Concentrate on that word "form." In this context, the word means the outward
appearance or form of something. This is about the external, not the internal!
Externally, there is the appearance of religion, "a form of godliness."
Internally, there is an absence of real godliness! They have the form, but not
the substance of godliness. They claim devotion to God. They may have some
appearance of that devotion, but internally there is no real reverence for
God; rather, a pursuit of self-interests.

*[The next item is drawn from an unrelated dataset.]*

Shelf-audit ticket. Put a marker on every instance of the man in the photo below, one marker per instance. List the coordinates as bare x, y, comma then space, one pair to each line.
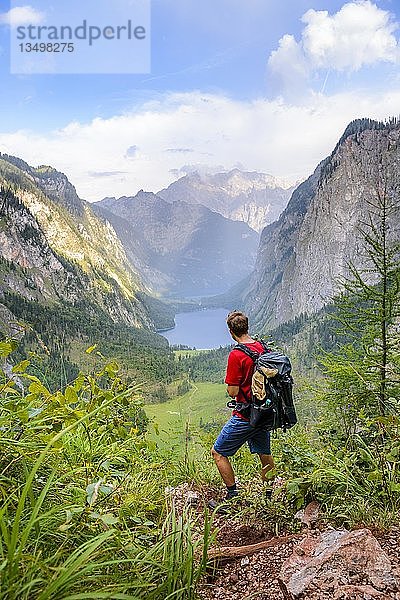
238, 430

What should the response of Christians be, to those who have a form of
godliness, but deny divine power in their conduct? How should God's people
respond to the kind of people described in this passage? These are lovers of
themselves, lovers of money, boasters, proud, blasphemers, disobedient to
parents, unthankful, unholy, unloving, unforgiving, slanderers, without
self-control, brutal, despisers of good, traitors, headstrong, haughty, and
lovers of pleasure rather than lovers of God. The question: How should God's
people respond to these kind of people?
Look at the last phrase in verse 5 for Paul's answer: "And from such people
turn away!" I would hope, we would naturally be repelled from people who live
like this; that we would not seek association with them; that we should have
no interests in their fellowship. Paul makes it plain: "And from such people
Then, in verses 6 & 7, Paul goes further to describe the kind of people who
live in personal peril: "For of this sort are those who creep into households
and make captives of gullible women loaded down with sins, led away by various
lusts, always learning and never able to come to the knowledge of the truth."
Stop and think about the kind of people, the kind of men, who would do what
Paul describes. Creeping into households; making captives of gullible women
loaded down with sins, led away by various lusts. And notice he describes both
the victims and the perpetuators as "always learning," but "never able to come
to the knowledge of the truth." Unable to come to the knowledge of the truth,
because of their corrupt, self-centered heart.
What would Paul want Timothy to do about such conditions? What would Paul have
Timothy do, in view of the peril of these sins? Look into the next chapter of
2 Timothy. In chapter 4:2, there is a single phrase showing what Timothy
needed to do, in perilous times: "Preach the Word!" The only remedy is the
Word of God. The only message that can well inform people of their sin, then
offer forgiveness, is the Word of God, the gospel of Christ.